PIrANHA v0.4a4 is a repository of functions that is designed to help automate file processing and analysis of DNA sequence or SNP data in phylogenetics and phylogeography research projects using traditional data (Avise 2000; Felsenstein 2004) or data from phylogenomics and population genomics (e.g. Kapli et al. 2020). PIrANHA is fully command line-based and, rather than being structured as a single pipeline, it contains a series of functions, some of which run pipelines or analysis routines, for aiding or completing tasks during evolutionary analyses of genetic data. Some of these functions conduct custom analyses, while many of them are wrappers around existing software, allowing for rapid and time-saving automation of common analyses in evolutionary genetics. Currently, PIrANHA facilitates running, linking, or analyzing output from the following software programs:

  • BEAST (Drummond et al. 2012; Bouckaert et al. 2014)
  • ∂a∂i (Gutenkunst et al. 2009)
  • ExaBayes (Aberer et al. 2014)
  • fastSTRUCTURE (Raj et al. 2014)
  • iqtree (Nguyen et al. 2015; Minh et al. 2020)
  • MrBayes (Ronquist et al. 2012)
  • PartitionFinder (Lanfear et al. 2012, 2016)
  • PhyloMapper (Lemmon and Lemmon 2008)
  • pyRAD (Eaton 2014) or ipyrad (Eaton and Overcast 2016)
  • RAxML (Stamatakis 2014)
  • RogueNaRok (Aberer et al. 2013)
  • starBEAST (Heled & Drummond 2010)
  • SNAPP (Bryant et al. 2012)

Regarding its file processing capabilities, PIrANHA is extremely useful for file format conversions, which are commonplace in phylogenetics and phylogeography workflows.

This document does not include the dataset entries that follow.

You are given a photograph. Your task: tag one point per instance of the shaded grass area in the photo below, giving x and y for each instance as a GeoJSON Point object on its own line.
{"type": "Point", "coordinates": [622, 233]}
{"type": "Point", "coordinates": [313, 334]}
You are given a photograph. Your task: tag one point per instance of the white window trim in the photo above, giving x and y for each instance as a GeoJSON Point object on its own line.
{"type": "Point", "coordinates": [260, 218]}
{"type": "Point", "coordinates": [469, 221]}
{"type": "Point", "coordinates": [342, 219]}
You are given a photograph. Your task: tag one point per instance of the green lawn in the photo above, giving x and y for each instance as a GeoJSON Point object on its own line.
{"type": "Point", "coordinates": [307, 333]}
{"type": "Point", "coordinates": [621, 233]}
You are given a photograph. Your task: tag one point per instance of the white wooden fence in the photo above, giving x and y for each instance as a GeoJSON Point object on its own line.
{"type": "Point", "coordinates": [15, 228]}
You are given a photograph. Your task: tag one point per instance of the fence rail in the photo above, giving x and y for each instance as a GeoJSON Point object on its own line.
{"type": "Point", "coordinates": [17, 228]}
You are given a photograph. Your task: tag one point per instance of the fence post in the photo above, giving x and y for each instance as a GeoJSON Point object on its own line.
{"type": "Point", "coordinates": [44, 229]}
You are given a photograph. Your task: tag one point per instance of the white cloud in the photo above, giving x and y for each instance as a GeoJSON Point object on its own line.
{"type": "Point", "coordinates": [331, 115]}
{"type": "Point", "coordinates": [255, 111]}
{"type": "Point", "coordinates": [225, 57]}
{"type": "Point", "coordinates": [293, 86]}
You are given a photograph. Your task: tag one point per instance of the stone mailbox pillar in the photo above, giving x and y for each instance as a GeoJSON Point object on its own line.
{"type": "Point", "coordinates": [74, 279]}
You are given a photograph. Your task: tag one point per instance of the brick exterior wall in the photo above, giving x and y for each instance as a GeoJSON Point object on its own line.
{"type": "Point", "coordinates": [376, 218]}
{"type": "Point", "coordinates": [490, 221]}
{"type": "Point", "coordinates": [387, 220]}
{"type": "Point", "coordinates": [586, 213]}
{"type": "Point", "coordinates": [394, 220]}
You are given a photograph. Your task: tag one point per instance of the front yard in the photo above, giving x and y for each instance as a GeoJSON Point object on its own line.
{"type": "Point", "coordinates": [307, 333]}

Several different functions are available to easily automate conversion between DNA sequence alignment formats (Table 1 below), usually starting from NEXUS or PHYLIP multiple sequence alignment (MSA) files. PIrANHA also contains functions for extracting taxon names from alignments, renaming taxa, and splitting PHYLIP alignments. In addition to alignment files, PIrANHA also deals with variant call format (VCF), with current capabilities including subsampling VCF files and converting from FASTA multiple sequence alignments to VCF format.

Table 1: Main input file types with file format conversion functions available in PIrANHA.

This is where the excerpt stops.